# My deal of the day!



## DRodgers (Jun 10, 2007)

Found this mint condition Balda Baldanette with a roll of (shot)1971  kodak verichrome still in the back , cant wait to process them!!
and a guide to shooting better pictures magazine  circa  1953 and a cooling filter for the balda for  ten dollars  CDN  ..

First chance i got I took it out to shoot off a roll  Ill post up the images tomorrow..


----------



## spazoid1965 (Jun 10, 2007)

Not a bad deal. Post the photos when you get them developed.


----------



## Mitica100 (Jun 11, 2007)

For a late 1930s camera, yours is in excellent condition! Nice find, congrats!


----------



## DRodgers (Jun 11, 2007)

spazoid1965 said:


> Not a bad deal. Post the photos when you get them developed.




I'm just a bit bummed got my shots back came out good but im having issues with my cheap scanner


----------



## DRodgers (Jun 12, 2007)

ok here we go got it to work I converted it to black&white color was the only film on hand and added just a bit more black ..

Oh also its a picture of me the wife seemed a little to eager to lay down her Cannon and try it out ..


----------



## mysteryscribe (Jun 12, 2007)

Very nice shot.... You cant beat that old glass for a retro look no matter how you try.


----------



## DRodgers (Jun 13, 2007)

mysteryscribe said:


> Very nice shot.... You cant beat that old glass for a retro look no matter how you try.

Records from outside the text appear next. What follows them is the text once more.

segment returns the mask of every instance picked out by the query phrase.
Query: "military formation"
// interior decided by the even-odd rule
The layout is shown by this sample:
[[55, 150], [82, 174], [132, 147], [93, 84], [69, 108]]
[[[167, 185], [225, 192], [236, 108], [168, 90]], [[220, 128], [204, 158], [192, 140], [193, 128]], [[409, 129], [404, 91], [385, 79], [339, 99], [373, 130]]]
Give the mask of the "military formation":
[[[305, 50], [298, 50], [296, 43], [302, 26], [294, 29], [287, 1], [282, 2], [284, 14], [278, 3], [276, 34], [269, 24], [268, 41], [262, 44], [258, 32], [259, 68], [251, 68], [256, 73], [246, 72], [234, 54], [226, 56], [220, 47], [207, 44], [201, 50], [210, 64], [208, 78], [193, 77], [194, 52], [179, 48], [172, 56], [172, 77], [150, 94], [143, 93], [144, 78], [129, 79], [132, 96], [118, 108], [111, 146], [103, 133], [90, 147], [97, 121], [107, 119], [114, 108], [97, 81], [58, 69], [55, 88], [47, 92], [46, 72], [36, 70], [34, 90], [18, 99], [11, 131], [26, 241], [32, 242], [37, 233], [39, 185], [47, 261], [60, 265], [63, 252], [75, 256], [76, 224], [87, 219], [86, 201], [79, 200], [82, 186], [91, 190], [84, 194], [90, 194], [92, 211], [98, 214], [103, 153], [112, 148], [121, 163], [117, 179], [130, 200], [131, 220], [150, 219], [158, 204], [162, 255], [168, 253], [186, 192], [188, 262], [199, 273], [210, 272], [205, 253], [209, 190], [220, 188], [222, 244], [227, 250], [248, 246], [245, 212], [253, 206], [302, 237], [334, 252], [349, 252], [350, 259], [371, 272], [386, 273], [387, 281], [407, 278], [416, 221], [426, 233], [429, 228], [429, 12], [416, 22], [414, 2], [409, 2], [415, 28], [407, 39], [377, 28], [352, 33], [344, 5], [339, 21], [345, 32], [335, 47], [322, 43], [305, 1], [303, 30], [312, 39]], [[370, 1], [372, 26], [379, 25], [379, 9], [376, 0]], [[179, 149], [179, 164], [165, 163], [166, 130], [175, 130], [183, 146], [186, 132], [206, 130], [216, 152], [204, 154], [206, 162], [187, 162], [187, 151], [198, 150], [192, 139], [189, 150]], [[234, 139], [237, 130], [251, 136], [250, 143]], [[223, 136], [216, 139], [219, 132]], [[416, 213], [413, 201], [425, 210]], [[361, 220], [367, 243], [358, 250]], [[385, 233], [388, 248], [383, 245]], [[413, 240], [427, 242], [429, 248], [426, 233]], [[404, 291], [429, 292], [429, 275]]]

Thanks.. I'm having a blast with it The only down side is finding film for some of my older models.


----------



## mysteryscribe (Jun 13, 2007)

Sometimes you have to modify the back a bit.  You can usually cut a mask from a bit of poster board so that a 116 camera will shoot 120 film in a pretty nice panoramic type negative.   Im sure you knew that.  I never had much luck with anything over 116 but I usually butcher them for the lens anyway.


----------